Il nostro posto appunto. Da sei mesi tutto questo esiste. Dove c’era abbandono ora esiste un luogo di lotta e di proposta, lo abbiamo costruito in tanti, materialmente certo ma soprattutto vivendolo lo abbiamo fatto nostro, insieme abbiamo messo la prima pietra, i primi cento alberi del Parco della Piana, dalla teoria siamo passati alla pratica, le trivelle fermate, le serate di cinema all’aperto, Giannotti che invoca la polizia per impedire l’accesso a case passerini, il mercatino e il teatro, fino ad arrivare ai sigilli posti alla struttura il mese scorso.

Si perché la struttura del presidio, nata con pali in legno e tende coprisole, è andata via via irrobustendosi, come i legami tra chi giorno dopo giorno ha dedicato tempo, forza e volontà alla realizzazione della Casa di tutti, il legno è diventato ferro, le tende acciaio e poi le pareti, i pavimenti, le finestre, sono diventati reali sotto i nostri occhi. Tutto questo non è piaciuto a chi aveva pensato per quel luogo, industrie di morte e colate di asfalto, e dalla fine di novembre la nostra Casa è stata posta sotto sequestro.
Un atto assurdo ed illegittimo: si mette sotto sequestro una struttura che è un luogo comune di incontro solidale, e si è taciuto e si tace su cementificazioni e magastrutture senza qualità, dalla Scuola dei carabinieri, alla discarica, alla costruzione di agglomerati informi che servono solo ad ingrassare la rendita fondiaria e immobiliare.

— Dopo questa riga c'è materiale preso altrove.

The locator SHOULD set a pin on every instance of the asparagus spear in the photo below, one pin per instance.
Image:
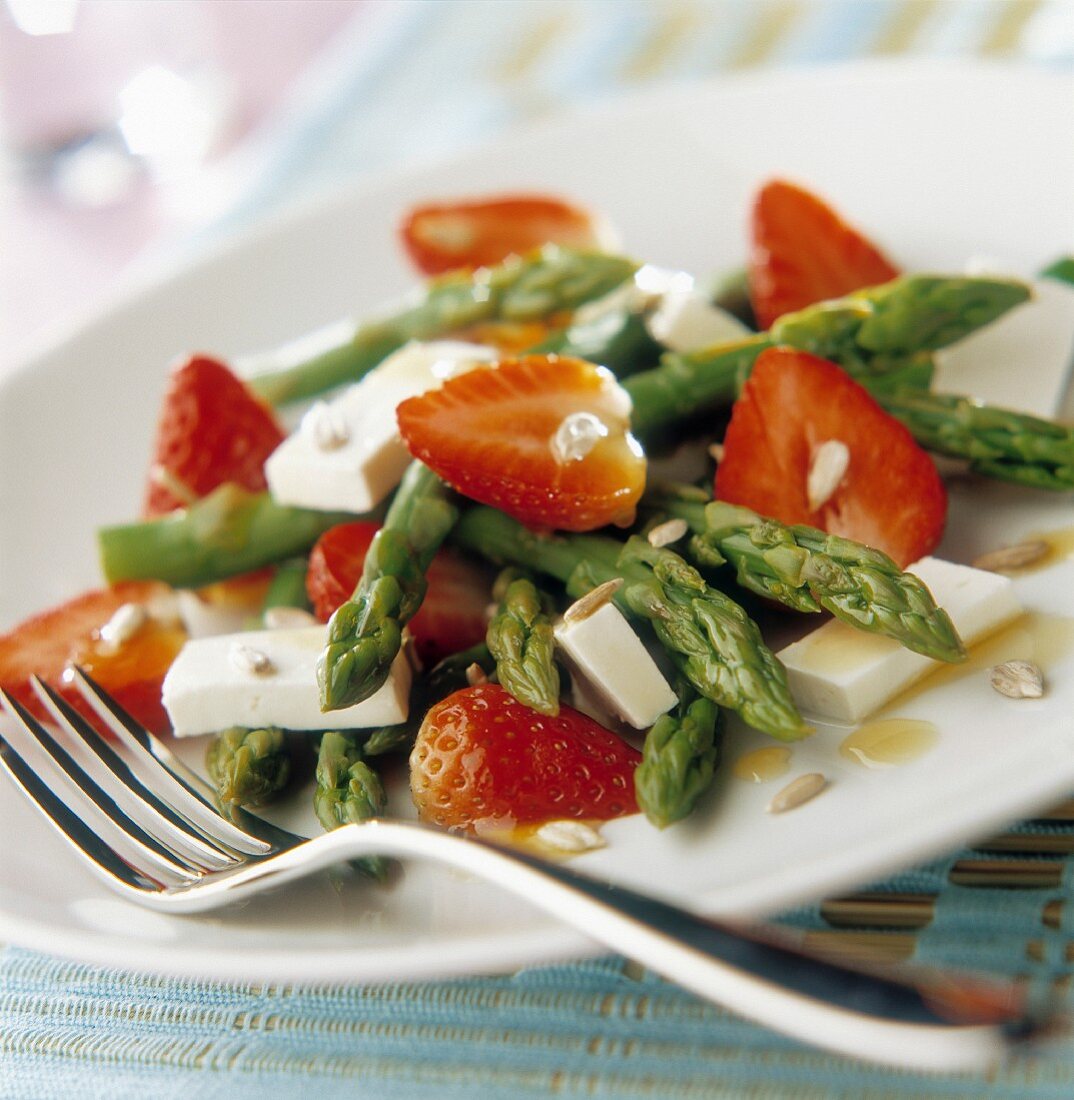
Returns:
(998, 442)
(447, 677)
(549, 281)
(349, 791)
(678, 759)
(287, 587)
(248, 767)
(709, 637)
(809, 570)
(873, 333)
(226, 532)
(364, 634)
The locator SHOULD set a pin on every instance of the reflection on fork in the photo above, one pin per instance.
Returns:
(145, 824)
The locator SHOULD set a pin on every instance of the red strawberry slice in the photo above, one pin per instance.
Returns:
(544, 438)
(439, 237)
(803, 252)
(211, 430)
(481, 758)
(452, 615)
(132, 670)
(890, 496)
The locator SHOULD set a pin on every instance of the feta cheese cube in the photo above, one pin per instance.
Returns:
(605, 652)
(686, 320)
(841, 673)
(214, 684)
(348, 455)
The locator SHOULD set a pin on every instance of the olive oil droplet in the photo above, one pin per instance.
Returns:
(763, 765)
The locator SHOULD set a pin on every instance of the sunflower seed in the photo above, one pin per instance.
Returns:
(125, 622)
(592, 601)
(826, 471)
(570, 836)
(326, 427)
(797, 791)
(667, 532)
(1017, 680)
(1015, 557)
(284, 618)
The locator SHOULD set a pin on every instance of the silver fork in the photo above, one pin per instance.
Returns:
(146, 825)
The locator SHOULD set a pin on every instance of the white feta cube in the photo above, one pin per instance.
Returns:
(269, 678)
(347, 454)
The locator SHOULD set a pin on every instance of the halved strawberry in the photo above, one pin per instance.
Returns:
(544, 438)
(211, 430)
(803, 252)
(890, 496)
(483, 759)
(439, 237)
(132, 670)
(452, 615)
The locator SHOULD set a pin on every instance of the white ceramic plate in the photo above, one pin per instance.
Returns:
(939, 164)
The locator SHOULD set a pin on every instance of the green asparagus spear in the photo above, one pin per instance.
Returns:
(227, 532)
(349, 791)
(873, 333)
(618, 340)
(809, 570)
(364, 634)
(248, 767)
(997, 442)
(519, 637)
(678, 759)
(709, 637)
(549, 281)
(287, 587)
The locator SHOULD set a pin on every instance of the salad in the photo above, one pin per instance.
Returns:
(469, 505)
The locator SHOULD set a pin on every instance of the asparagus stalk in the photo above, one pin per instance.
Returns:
(889, 329)
(678, 759)
(809, 570)
(997, 442)
(287, 587)
(229, 531)
(349, 791)
(248, 767)
(519, 638)
(710, 638)
(364, 634)
(547, 282)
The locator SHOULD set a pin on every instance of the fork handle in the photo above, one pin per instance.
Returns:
(808, 998)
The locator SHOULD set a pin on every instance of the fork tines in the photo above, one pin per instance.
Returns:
(131, 816)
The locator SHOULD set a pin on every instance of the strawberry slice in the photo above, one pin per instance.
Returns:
(132, 670)
(452, 615)
(211, 430)
(440, 237)
(483, 759)
(544, 438)
(803, 252)
(890, 495)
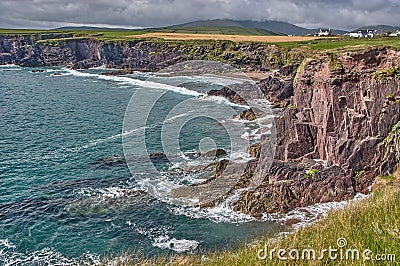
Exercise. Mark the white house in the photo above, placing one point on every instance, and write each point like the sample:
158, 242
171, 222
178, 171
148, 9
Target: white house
363, 34
324, 32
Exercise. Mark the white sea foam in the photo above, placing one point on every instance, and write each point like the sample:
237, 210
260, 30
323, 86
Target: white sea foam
137, 82
6, 244
222, 100
222, 213
9, 65
160, 238
305, 216
177, 245
46, 256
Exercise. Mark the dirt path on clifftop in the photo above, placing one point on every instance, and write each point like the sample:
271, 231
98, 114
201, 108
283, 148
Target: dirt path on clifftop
235, 38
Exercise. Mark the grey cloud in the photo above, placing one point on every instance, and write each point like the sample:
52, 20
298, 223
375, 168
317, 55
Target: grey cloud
147, 13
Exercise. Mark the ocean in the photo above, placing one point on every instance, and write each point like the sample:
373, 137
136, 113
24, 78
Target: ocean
66, 194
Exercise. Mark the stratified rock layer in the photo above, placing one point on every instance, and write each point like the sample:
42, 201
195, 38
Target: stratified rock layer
331, 138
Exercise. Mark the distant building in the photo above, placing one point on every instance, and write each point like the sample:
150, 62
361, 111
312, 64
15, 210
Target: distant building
363, 34
324, 32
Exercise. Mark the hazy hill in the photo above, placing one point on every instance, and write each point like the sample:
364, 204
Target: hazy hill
269, 25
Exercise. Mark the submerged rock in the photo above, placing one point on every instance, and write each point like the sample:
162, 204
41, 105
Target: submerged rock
110, 161
213, 154
105, 204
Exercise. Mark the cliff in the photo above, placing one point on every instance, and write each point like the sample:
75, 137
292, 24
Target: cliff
137, 54
337, 116
337, 132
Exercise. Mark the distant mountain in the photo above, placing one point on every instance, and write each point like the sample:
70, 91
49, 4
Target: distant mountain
222, 26
269, 25
84, 28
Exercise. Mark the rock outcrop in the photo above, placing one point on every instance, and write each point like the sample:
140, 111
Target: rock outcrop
337, 134
136, 54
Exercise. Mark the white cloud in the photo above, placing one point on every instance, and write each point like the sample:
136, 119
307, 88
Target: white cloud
148, 13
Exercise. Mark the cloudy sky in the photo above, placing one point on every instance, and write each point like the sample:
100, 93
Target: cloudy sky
343, 14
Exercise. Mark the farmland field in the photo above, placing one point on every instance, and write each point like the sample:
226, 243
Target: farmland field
235, 38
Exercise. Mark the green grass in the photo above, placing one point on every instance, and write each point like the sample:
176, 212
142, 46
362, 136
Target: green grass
372, 223
225, 30
333, 44
343, 42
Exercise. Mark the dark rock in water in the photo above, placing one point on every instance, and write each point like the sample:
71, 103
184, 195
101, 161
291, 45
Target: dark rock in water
214, 153
158, 157
109, 161
118, 72
105, 204
248, 115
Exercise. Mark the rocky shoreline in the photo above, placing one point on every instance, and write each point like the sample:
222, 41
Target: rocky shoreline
337, 129
337, 114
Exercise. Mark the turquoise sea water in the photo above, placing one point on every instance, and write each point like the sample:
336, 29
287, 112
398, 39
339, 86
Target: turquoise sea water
60, 204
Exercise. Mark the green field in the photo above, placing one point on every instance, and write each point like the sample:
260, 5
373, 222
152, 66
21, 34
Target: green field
123, 35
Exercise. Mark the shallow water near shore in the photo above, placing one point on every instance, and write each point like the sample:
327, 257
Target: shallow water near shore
60, 204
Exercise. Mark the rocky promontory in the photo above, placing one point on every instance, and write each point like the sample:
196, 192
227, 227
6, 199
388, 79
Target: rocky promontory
337, 113
338, 131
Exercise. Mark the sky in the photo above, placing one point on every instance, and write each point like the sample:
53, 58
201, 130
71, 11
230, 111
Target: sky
340, 14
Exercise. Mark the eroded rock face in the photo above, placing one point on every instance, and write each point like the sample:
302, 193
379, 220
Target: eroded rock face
331, 138
143, 55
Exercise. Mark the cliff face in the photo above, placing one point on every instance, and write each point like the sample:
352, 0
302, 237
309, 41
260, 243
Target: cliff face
338, 132
43, 50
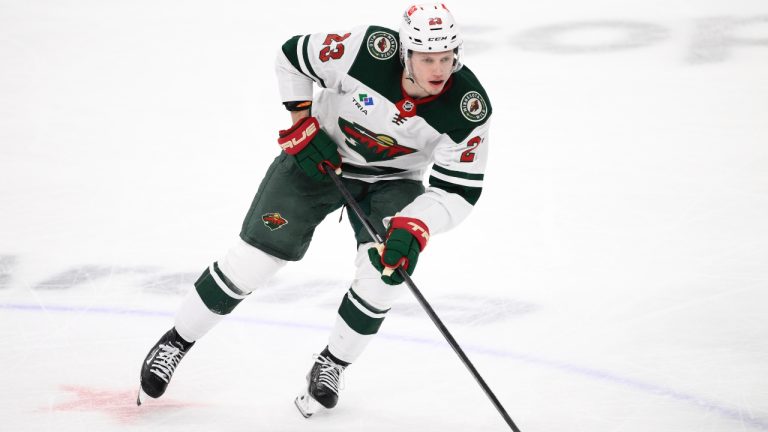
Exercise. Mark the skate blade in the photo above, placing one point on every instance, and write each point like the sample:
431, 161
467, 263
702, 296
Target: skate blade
307, 405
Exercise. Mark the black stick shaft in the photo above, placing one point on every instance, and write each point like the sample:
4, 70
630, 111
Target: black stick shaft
374, 233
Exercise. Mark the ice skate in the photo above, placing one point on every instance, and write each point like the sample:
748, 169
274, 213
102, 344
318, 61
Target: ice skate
323, 385
159, 365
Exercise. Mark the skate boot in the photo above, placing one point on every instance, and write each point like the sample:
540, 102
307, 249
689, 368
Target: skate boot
158, 367
323, 384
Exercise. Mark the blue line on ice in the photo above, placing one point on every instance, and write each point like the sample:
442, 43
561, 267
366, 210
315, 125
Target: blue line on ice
709, 406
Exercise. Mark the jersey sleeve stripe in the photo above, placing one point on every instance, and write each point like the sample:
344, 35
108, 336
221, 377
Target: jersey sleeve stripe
470, 194
304, 61
458, 174
290, 49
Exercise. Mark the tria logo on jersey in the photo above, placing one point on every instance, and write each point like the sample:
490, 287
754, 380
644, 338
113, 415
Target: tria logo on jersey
370, 145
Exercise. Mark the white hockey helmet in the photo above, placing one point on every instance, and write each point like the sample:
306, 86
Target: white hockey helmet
430, 27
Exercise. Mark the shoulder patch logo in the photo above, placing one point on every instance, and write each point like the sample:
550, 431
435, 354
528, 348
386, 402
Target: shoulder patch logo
382, 45
273, 221
473, 107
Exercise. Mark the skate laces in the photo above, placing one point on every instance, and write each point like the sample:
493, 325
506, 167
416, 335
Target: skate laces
330, 373
166, 360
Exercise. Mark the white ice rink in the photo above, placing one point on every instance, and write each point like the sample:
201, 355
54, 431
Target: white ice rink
612, 278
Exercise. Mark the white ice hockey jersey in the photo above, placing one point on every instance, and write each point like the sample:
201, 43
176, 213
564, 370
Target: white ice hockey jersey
382, 134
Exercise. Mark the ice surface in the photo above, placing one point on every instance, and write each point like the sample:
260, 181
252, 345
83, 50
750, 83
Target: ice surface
613, 276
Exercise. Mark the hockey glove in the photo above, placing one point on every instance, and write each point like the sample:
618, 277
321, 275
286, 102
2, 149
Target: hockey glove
310, 147
406, 238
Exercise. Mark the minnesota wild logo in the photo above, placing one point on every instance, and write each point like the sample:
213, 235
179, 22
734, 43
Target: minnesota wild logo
273, 221
382, 45
370, 145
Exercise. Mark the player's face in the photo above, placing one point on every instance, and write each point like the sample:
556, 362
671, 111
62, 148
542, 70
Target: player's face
432, 70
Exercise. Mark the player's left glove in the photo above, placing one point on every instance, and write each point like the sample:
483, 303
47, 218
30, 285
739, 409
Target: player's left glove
406, 238
310, 146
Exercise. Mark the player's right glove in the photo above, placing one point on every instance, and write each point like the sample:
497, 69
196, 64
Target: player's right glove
310, 146
406, 238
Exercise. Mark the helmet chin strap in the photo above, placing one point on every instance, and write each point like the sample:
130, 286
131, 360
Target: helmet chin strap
409, 77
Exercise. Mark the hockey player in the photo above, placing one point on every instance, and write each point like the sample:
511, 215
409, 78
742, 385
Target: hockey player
392, 107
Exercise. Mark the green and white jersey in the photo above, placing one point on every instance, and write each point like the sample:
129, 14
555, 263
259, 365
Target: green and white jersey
382, 134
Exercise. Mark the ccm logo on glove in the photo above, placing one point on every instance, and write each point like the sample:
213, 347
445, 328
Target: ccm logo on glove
406, 238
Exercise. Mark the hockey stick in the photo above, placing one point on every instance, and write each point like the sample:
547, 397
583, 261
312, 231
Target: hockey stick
374, 233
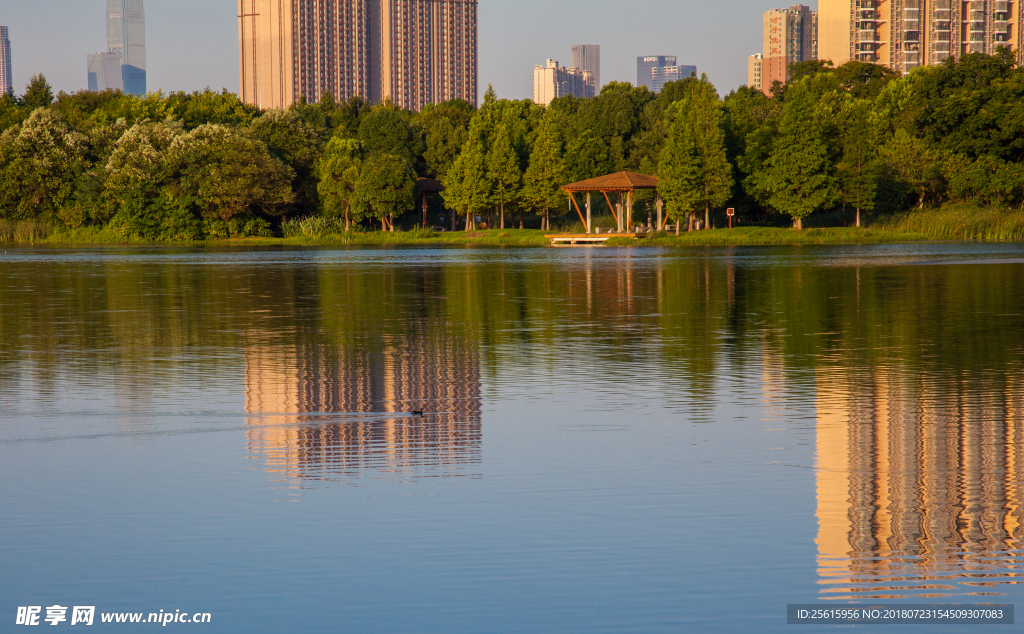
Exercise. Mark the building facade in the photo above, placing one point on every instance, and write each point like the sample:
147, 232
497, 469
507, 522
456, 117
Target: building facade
904, 35
104, 72
655, 71
662, 76
790, 36
126, 38
412, 52
6, 70
588, 57
552, 81
754, 67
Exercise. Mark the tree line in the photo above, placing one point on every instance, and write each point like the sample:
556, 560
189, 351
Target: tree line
179, 166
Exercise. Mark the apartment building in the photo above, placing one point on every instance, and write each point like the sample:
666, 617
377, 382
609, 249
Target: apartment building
904, 35
754, 70
552, 81
126, 38
588, 57
790, 36
412, 52
6, 71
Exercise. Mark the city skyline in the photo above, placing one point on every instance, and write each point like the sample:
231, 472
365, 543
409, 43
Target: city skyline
511, 43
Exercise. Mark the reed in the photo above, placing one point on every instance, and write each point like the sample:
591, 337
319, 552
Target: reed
958, 221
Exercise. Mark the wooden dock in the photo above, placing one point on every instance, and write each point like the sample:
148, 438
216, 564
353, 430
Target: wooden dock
586, 240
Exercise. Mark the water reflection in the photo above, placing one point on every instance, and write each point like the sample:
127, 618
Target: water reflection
919, 484
322, 412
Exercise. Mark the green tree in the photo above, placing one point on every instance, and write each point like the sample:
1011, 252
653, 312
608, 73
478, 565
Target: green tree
798, 177
858, 169
468, 185
386, 187
546, 172
694, 171
37, 94
503, 169
338, 172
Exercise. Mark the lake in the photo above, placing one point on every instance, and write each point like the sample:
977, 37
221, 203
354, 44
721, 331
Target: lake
610, 439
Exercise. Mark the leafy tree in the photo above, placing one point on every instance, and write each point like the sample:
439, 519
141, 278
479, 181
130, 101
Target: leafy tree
798, 176
468, 185
546, 172
224, 173
39, 163
503, 169
694, 171
386, 186
387, 129
37, 94
858, 169
338, 172
296, 143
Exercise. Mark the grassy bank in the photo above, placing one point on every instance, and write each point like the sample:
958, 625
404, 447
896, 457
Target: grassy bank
950, 222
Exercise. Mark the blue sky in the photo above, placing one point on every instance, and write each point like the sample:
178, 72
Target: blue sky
194, 43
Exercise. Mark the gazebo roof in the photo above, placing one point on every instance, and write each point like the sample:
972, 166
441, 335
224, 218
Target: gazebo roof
622, 181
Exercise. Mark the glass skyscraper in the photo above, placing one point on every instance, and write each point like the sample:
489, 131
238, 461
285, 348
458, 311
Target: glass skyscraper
6, 74
126, 37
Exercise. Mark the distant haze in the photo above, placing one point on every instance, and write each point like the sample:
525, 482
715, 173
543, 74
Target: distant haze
194, 43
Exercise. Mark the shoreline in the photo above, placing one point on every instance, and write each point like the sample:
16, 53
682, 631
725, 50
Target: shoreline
518, 238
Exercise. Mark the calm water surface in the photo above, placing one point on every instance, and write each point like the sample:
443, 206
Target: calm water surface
611, 440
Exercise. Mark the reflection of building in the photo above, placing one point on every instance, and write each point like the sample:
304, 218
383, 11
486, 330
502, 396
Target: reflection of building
324, 412
6, 68
915, 482
104, 72
412, 52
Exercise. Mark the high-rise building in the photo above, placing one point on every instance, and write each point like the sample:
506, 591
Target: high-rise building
104, 72
412, 52
754, 69
588, 57
655, 71
6, 73
663, 75
126, 37
552, 81
790, 36
906, 34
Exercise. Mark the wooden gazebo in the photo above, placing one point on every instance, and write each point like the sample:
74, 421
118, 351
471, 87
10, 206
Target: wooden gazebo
623, 184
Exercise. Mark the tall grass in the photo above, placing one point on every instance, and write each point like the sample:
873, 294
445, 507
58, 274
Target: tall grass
958, 222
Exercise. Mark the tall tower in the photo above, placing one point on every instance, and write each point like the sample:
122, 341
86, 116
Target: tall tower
906, 34
790, 36
6, 74
588, 57
412, 52
126, 37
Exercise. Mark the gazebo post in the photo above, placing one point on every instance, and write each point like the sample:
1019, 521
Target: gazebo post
589, 226
619, 205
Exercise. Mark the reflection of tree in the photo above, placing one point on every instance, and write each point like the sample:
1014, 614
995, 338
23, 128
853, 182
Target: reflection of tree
919, 482
321, 412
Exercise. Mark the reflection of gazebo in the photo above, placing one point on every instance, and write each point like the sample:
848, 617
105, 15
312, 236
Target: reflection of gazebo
424, 187
623, 184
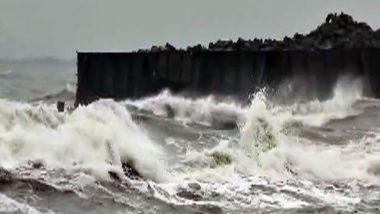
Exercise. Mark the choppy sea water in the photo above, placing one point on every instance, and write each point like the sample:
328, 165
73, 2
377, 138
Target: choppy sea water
170, 154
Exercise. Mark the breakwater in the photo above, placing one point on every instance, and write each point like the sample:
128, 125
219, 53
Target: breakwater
337, 47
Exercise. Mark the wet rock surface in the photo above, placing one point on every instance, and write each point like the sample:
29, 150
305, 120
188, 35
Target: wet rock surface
337, 31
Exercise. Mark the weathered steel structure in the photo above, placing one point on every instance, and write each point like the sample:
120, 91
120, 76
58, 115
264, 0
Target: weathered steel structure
133, 75
337, 47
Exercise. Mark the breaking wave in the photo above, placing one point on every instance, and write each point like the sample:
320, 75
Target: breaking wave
97, 139
203, 111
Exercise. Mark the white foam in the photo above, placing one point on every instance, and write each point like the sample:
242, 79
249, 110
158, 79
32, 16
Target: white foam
79, 140
205, 111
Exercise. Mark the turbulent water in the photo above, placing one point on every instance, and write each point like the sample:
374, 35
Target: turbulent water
170, 154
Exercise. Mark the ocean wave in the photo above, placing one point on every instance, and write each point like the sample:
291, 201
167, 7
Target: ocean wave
203, 111
97, 138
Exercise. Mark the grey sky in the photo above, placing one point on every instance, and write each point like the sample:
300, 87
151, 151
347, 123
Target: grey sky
32, 28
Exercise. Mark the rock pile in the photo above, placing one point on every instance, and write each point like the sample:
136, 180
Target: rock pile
338, 31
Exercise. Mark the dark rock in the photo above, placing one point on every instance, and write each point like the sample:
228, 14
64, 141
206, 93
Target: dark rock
187, 194
194, 186
130, 171
338, 31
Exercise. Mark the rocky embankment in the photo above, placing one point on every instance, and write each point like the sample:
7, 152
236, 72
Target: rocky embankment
338, 31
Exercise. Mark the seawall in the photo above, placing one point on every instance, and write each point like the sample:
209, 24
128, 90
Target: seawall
239, 73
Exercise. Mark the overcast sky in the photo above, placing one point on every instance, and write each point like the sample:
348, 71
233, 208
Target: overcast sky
57, 28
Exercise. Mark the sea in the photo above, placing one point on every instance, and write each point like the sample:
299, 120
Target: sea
168, 153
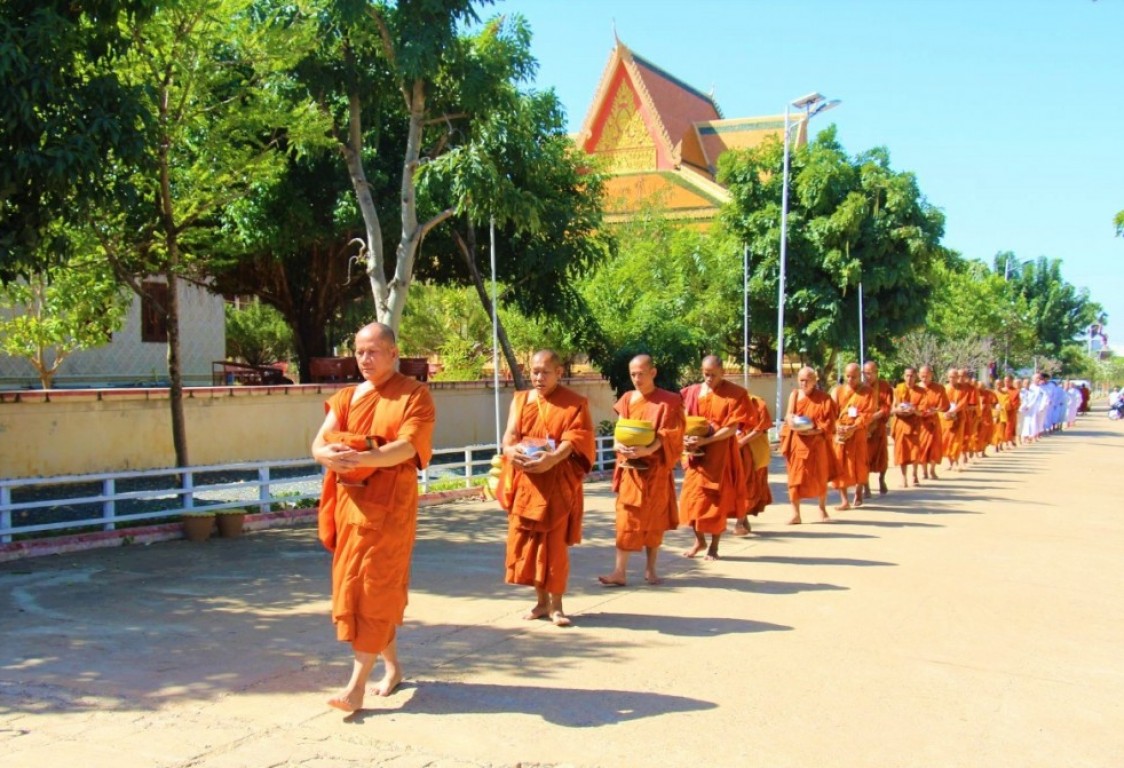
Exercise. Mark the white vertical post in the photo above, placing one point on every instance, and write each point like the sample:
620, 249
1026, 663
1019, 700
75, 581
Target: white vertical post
491, 234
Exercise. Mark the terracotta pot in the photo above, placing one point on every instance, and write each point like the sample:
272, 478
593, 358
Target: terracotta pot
198, 527
229, 524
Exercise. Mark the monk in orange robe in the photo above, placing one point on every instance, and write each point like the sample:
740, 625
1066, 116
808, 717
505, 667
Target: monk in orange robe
644, 477
753, 442
878, 450
714, 482
933, 405
854, 403
907, 406
1014, 400
954, 421
549, 448
987, 400
373, 441
809, 459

Da qui si riparte, tanto più che nel frattempo i lavori per entrambe le opere hanno avuto uno stop, nessuno sa quanto duraturo, ma comunque abbiamo guadagnato tempo. Questo tempo è il tempo della riappropriazione, per rendere concrete le nostre istanze, le nostre alternative, dalla raccolta differenziata, all’uso del territorio, devono adesso trovare applicazione, devono fare come noi, passare dalla teoria alla pratica.

Per questo diciamo a tutti quelli che si sentono parte attiva di questo percorso, che adesso è il momento di ritrovarsi attorno agli obbiettivi comuni che ci hanno unito oramai due anni fa, quando siamo partiti e abbiamo iniziato a fare pressione ad immaginare una convergenza delle lotte.

Ora dobbiamo spingerci più in là, praticare le alternative, dobbiamo fare il Parco, finire di costruire la nostra Casa, dare forma e testa ad un movimento che non chiede solo di fermare qualcosa, ma pretende che si vada avanti diversamente, e che fa tutto quello che serve per arrivare a determinare un differente uso del nostro territorio, una differente gestione dei rifiuti; ma soprattutto rivendichi un peso, il peso della nostra militanza nelle scelte che si vorrebbero imporre nei territori, perché l’esperienza di questi anni si continui a coltivarla nella pratica.
La nostra scelta, è dettata dalla consapevolezza del sostegno e della legittimità di chi ha a cuore il futuro, la salute e la sostenibilità del nostro territorio, consapevole anche che questo può non coincidere con il concetto di “legalità” della nostra controparte. La stessa “legalità” con cui ci vorrebbero imporre le grandi opere.

Per rilanciare le attività del Presidio e del Parco, proponiamo di costruire un “luogo” dove le scelte siano comuni e condivise, immaginando di creare un assemblea del Presidio che raccolga tutti quelli che hanno costruito questo percorso, e tutti i nuovi che verranno, dove poter dare forma, testa e unione di intenti ai “laboratori delle alternative” che si sono prodotti in questi anni di lotte.

Per trasformare quello che volevano diventasse un luogo di morte, in un luogo di vita; quello che doveva essere un luogo da cui scappare, nella nostra casa e nel suo giardino.

Ci vediamo il 12/01 alle ore 21.00 a Villa Montalvo (Sala Nesti).